FREEPORT — Back in the day, making art on Monhegan was a fairly simple proposition. Artists could rent a cottage for the summer, and many had the means to buy seasonal homes.
But as the island became a destination for the wealthy and well-endowed, the costs associated with island life eclipsed what most artists could afford.
For 25 years, the Monhegan Artists’ Residency has given artists the ability to live and work on the island, which sits about 12 miles off the Maine coast.
This summer, Thos. Moser in Freeport hosts a 25-year retrospective of work by artists who have benefited from the residency program. For five weeks each summer and fall, two Maine artists are given the opportunity to live and work on the island. Recently, the residency also has awarded Maine art teachers a two-week stay.
“Monhegan has been an artist colony for more than 100 years. It’s had this strong tradition, but it’s become financially out of reach for a lot of artists, particularly emerging and mid-career artists,” said Susan Danly, president of the Monhegan Artists’ Residency Corp., based in Lincolnville.
“It’s just such a beautiful place. To spend a week there is a drop in the bucket. This gives them a longer term.”
It also keeps the art tradition alive on the island.

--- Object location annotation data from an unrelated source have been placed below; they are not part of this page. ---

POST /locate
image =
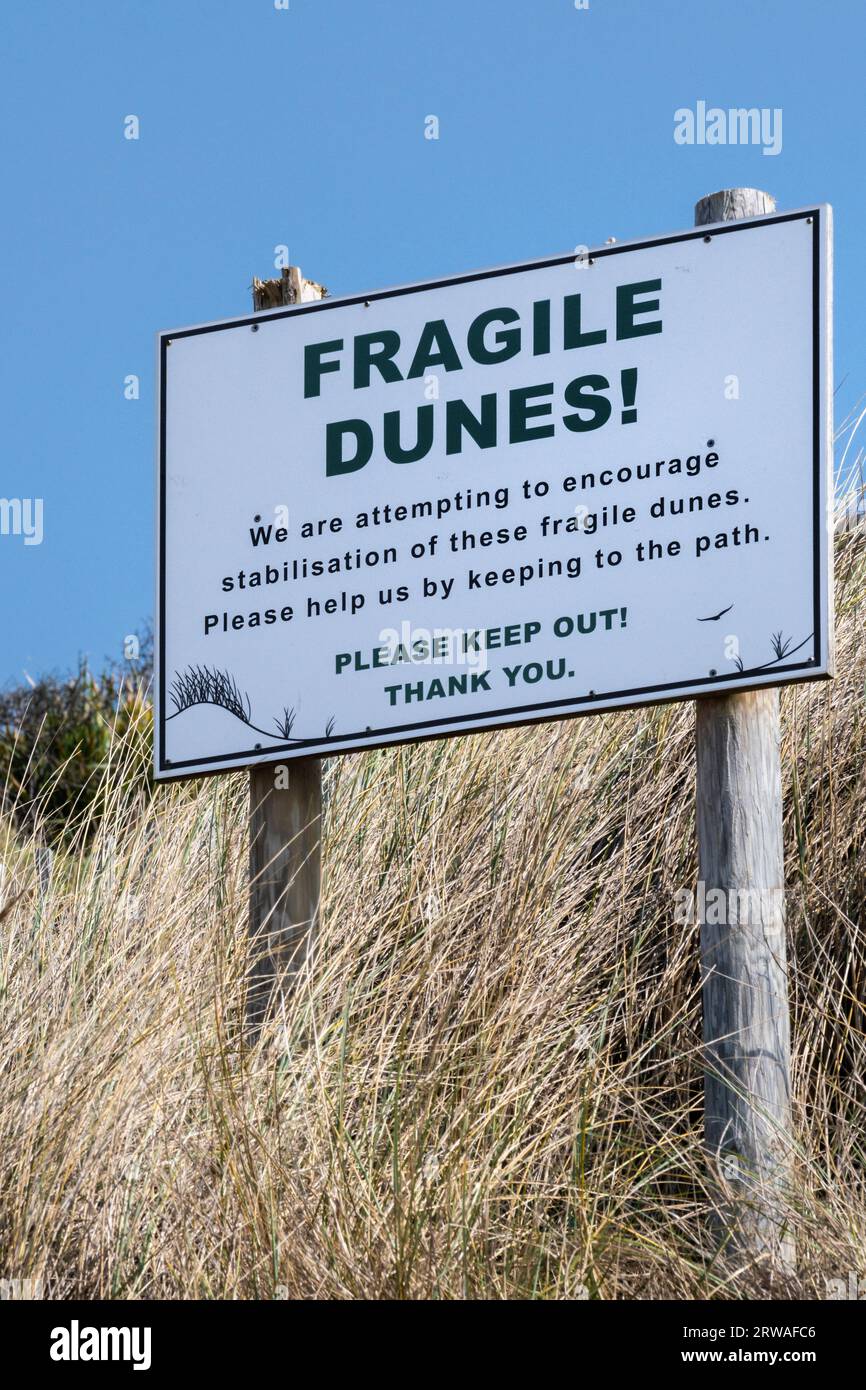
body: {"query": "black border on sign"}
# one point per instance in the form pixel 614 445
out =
pixel 366 740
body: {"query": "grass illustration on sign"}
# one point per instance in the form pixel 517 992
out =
pixel 202 685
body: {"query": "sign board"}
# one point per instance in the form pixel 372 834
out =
pixel 545 489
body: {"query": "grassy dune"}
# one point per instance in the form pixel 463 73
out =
pixel 488 1086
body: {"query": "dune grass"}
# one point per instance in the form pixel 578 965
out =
pixel 488 1084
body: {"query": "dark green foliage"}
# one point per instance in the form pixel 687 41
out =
pixel 56 736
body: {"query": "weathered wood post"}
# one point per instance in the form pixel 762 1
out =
pixel 747 1029
pixel 285 815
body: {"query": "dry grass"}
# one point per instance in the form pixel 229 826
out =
pixel 488 1086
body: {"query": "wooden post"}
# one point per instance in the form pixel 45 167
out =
pixel 285 816
pixel 747 1029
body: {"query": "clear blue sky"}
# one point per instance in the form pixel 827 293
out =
pixel 306 127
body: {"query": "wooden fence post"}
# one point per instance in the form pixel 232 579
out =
pixel 285 816
pixel 747 1029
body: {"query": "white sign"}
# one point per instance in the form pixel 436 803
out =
pixel 545 489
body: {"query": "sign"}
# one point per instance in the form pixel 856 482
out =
pixel 545 489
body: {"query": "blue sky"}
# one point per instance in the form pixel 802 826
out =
pixel 305 127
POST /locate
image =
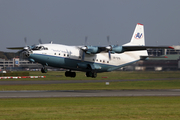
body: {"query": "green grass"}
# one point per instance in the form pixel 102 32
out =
pixel 115 75
pixel 157 84
pixel 97 108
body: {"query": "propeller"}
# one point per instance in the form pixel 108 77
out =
pixel 40 41
pixel 109 48
pixel 84 49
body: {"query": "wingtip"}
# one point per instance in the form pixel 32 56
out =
pixel 139 24
pixel 171 47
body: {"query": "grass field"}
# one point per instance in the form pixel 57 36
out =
pixel 163 84
pixel 97 108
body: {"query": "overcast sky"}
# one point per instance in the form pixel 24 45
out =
pixel 69 21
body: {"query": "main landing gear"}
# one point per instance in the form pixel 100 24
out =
pixel 91 74
pixel 70 74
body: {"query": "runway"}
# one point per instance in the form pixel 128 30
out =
pixel 74 81
pixel 88 93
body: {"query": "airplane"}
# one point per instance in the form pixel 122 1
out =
pixel 90 59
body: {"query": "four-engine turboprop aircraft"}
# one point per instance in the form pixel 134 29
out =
pixel 90 59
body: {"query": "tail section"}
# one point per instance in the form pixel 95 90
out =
pixel 138 37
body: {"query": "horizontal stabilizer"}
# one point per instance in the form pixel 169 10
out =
pixel 16 48
pixel 146 57
pixel 135 48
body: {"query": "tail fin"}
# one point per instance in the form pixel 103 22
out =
pixel 138 38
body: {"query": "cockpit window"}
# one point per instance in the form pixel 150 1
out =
pixel 39 48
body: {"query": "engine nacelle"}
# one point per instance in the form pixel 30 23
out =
pixel 117 49
pixel 91 50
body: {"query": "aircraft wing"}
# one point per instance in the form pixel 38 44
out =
pixel 15 48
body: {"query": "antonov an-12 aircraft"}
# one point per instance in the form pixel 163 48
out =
pixel 90 59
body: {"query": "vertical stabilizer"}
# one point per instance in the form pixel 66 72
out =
pixel 138 37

The painter Marguerite Robichaux was a resident in 1990, the second year of the program. She had never been on the island until she was awarded the residency. She lives inland, near the mountains of western Maine. The jurors who selected Robichaux told her they thought her work would benefit from exposure to the Maine coast.

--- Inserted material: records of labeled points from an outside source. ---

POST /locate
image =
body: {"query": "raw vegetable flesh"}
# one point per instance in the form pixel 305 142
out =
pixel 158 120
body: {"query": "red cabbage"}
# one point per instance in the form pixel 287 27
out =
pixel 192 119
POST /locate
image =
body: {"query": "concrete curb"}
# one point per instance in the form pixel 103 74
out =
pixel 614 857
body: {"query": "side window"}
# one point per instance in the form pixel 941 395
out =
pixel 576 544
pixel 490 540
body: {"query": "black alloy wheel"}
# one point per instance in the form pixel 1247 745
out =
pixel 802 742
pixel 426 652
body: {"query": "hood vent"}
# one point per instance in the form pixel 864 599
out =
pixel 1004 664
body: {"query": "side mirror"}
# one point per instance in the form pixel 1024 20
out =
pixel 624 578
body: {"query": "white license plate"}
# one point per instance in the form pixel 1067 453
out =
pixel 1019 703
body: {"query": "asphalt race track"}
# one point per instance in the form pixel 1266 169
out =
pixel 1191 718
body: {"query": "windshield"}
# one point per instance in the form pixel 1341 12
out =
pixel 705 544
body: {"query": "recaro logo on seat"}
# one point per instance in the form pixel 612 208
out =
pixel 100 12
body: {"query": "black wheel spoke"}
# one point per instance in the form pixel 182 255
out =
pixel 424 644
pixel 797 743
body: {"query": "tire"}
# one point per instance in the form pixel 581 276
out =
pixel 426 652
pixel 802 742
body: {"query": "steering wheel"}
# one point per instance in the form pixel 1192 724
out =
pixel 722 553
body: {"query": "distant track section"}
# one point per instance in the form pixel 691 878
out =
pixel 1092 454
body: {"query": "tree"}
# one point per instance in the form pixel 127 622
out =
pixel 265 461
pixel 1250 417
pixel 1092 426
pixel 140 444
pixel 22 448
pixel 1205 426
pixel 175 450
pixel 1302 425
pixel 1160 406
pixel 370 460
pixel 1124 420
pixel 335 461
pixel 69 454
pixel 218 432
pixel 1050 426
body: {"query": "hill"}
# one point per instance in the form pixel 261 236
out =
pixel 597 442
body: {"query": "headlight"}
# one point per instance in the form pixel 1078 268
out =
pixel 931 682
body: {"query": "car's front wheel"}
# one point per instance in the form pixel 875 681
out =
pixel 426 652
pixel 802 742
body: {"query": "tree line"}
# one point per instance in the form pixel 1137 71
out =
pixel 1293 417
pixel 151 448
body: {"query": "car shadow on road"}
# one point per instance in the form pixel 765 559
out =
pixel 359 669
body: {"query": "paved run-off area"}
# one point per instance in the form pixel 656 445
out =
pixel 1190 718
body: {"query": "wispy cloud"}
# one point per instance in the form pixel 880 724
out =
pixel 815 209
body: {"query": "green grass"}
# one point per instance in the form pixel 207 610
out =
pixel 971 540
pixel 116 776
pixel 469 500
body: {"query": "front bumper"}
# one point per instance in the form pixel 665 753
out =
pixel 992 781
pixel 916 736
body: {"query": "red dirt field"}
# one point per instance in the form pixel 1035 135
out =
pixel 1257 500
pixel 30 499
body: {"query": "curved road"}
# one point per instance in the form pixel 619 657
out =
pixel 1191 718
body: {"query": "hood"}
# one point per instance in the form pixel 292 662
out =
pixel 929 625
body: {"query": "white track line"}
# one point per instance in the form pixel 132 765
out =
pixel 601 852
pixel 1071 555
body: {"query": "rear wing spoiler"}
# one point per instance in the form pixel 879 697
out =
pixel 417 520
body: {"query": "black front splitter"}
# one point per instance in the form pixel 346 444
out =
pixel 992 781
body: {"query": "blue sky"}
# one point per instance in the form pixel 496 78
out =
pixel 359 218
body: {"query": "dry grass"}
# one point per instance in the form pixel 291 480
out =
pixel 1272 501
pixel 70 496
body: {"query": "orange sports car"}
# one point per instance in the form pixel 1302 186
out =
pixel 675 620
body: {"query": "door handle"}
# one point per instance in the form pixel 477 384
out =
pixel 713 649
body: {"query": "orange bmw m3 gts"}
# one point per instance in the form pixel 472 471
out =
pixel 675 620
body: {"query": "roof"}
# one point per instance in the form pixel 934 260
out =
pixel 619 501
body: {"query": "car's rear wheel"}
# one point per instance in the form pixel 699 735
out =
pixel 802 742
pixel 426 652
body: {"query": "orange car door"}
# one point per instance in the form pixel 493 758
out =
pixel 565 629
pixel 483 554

She said the residency changed her life, because it enabled her to spend several weeks doing nothing but art. Residencies were six weeks back then.
“I probably did more work in that six weeks than I did in the previous year and a half,” she said.

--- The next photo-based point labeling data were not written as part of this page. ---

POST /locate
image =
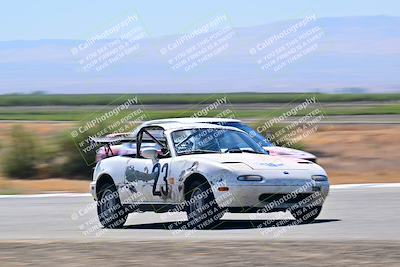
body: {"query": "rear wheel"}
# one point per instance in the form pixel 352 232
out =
pixel 307 214
pixel 110 211
pixel 202 209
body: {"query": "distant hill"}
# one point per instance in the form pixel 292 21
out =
pixel 354 54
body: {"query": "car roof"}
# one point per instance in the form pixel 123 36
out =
pixel 193 120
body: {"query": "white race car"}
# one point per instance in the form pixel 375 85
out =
pixel 205 170
pixel 261 140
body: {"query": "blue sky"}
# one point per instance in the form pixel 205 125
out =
pixel 73 19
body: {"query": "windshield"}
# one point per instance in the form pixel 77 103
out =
pixel 209 140
pixel 261 140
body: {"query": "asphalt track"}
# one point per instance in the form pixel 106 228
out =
pixel 358 212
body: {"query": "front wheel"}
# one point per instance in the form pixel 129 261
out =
pixel 202 210
pixel 307 214
pixel 110 211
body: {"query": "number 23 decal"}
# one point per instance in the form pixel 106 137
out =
pixel 157 169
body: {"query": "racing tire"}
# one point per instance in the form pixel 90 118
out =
pixel 110 211
pixel 307 214
pixel 201 209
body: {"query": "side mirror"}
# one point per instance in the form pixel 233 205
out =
pixel 150 153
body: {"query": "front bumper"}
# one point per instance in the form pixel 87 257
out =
pixel 272 195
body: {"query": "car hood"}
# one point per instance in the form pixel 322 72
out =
pixel 257 161
pixel 289 152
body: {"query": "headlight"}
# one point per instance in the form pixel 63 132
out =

She got up most mornings with the sun and worked in her studio. After the last boat departed for the mainland each day, she explored the island when it was least crowded. She set what she called an unrealistic goal of completing one watercolor every day.
Unrealistic though it may have been, she ended up with more than 30 plein air paintings, and later completed several large paintings in her home studio based on work she sketched or painted on a smaller scale on the island.
“The residency allows you the luxury of stepping away from everyday activities and chores, everyday life,” she said. “Back then, there were no cell phones. There was one phone on the island I could use. So I was without distractions from other business. It allows you to explore and experiment.”
Just as important, the residency enabled her to relax. She made friends with people on the island who remain friends today.
So grateful is Robichaux for the experience, she serves on the residency board as a way of giving back.
The exhibition at Thos. Moser is on view through Oct. 14. It features paintings, collages, photography and sculpture.
The curator, Laurie Perzley, said she chose work representative of the island and work inspired by the island. But she was not interested in putting a show together that depicted Monhegan solely for its cliffs, harbor and forests. It’s an eclectic exhibition that may not conjure immediate thoughts of the island, but demonstrates what artists can do when given the opportunity to focus.
“I was not trying to further a theme, and I did not want it to be all Maine landscapes,” she said.
Nearly three dozen artists have work in the show, including many of Maine’s best known: Connie Hayes, Janet Manyan, Michael Vermette, David Little and Sarah Knock.